The Chief of the Frederick-Firestone Fire protection district, Ted Poszywak detailed the findings yesterday afternoon at a news conference. The gas leaked into French drains along the destroyed home from a 1 inch plastic diameter pipeline running from an Anadarko Petroleum well. The gas pooled in the soil around the home leading to the explosion that killed the two men. The company had left the well dormant last year, but restarted it in January. No finding has yet been made as to who is responsible for cutting pipeline, or for the failure to close the valve leading to it.

In response to the findings, Congressman Jared Polis said in a statement that – what occurred in Firestone – was predictable because sadly Colorado does not have adequate protections against dangerous oil and gas developments in neighborhoods.

The Sierra Club issued a statement saying that homeowners and prospective buyers in newer devolvements are not adequately informed about the potentially fatal risks they face. The organization is calling for the Colorado Oil and Gas conservation Commission to halt any new permits and to completely revamp its permitting process.

Conservation Colorado issued a statement calling for elected officials to act with greater urgency to strengthen rules and laws and place the burden on companies to prove drilling is safe, and not require communities to do that.

The town of Erie sent out an email blast on Monday notifying residents that Crestone Peak Resources and Extraction Oil and Gas are continuing to drill even as investigations into the Firestone house explosion were proceeding. Erie’s email was issued before the results of the investigation were made yesterday.

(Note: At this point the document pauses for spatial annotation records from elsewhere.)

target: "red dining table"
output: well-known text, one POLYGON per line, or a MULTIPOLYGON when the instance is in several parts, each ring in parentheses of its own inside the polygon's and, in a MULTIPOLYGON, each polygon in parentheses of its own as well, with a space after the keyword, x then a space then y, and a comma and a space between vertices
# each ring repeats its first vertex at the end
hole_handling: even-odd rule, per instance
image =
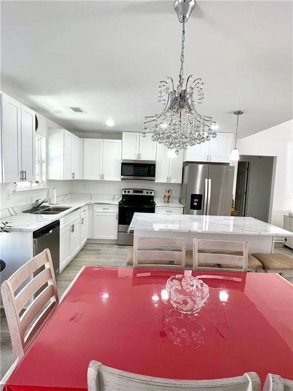
POLYGON ((256 372, 293 379, 293 286, 276 274, 86 266, 7 381, 6 391, 87 388, 95 359, 124 371, 204 379, 256 372), (201 278, 197 315, 171 305, 172 275, 201 278))

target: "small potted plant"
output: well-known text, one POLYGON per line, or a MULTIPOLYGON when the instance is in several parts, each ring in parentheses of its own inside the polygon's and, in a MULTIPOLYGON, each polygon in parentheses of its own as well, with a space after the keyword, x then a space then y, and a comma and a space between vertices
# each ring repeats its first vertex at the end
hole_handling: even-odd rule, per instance
MULTIPOLYGON (((0 234, 2 234, 3 232, 10 233, 10 231, 9 229, 11 227, 11 226, 9 226, 9 224, 8 221, 1 221, 0 222, 0 234)), ((2 271, 5 269, 6 266, 6 264, 4 261, 0 259, 0 271, 2 271)))

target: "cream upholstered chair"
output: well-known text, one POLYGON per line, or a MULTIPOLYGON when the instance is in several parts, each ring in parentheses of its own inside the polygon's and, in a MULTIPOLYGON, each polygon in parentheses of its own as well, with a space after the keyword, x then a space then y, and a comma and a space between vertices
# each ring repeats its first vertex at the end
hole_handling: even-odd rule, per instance
POLYGON ((16 358, 21 357, 58 302, 49 249, 38 254, 4 281, 1 293, 13 353, 16 358), (40 268, 42 270, 34 275, 40 268))
POLYGON ((247 242, 230 242, 224 240, 210 240, 193 239, 193 269, 214 268, 215 264, 220 264, 225 268, 218 270, 235 270, 246 271, 248 245, 247 242), (206 253, 200 253, 204 250, 206 253), (224 254, 216 254, 215 250, 219 250, 224 254), (210 252, 207 252, 208 250, 210 252), (231 255, 227 252, 241 252, 242 255, 231 255), (204 263, 201 266, 200 263, 204 263), (232 267, 231 267, 232 266, 232 267))
POLYGON ((163 267, 184 269, 185 238, 144 238, 134 236, 133 267, 163 267))
POLYGON ((293 257, 288 254, 255 253, 252 255, 261 263, 266 273, 293 274, 293 257))
MULTIPOLYGON (((228 255, 240 255, 242 256, 243 253, 241 251, 232 251, 232 252, 224 252, 224 251, 215 251, 214 252, 215 254, 228 254, 228 255)), ((237 268, 235 265, 225 265, 223 266, 220 264, 220 267, 222 269, 226 268, 228 269, 241 269, 240 268, 237 268)), ((248 258, 247 260, 247 271, 253 272, 263 272, 262 265, 258 261, 258 260, 253 255, 248 254, 248 258)))
POLYGON ((293 380, 283 379, 278 375, 269 373, 262 391, 293 391, 293 380))
POLYGON ((87 370, 88 391, 260 391, 255 372, 211 380, 181 380, 126 372, 91 361, 87 370))

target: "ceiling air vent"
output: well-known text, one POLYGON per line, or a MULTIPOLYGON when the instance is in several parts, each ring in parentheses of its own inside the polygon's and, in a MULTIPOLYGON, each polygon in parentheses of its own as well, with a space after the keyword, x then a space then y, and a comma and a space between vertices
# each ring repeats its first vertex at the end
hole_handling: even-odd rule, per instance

The town wrote that the Crestone company was not anticipating closing any of their well sites in the area. In contrast, Anadarko, the operator near the blown up house has shut down 65 of its producing wells within Erie’s limits.

Meanwhile, it was learned that Crestone reached an agreement on Sunday evening with the COGCC that will allow the company to develop a 12-square-mile oil field in eastern Boulder County near Erie. The Denver Post reports that the agreement will ensure that the community participates in decisions about how facilities are spaced and operated. The company is proposing 216 wells for the area.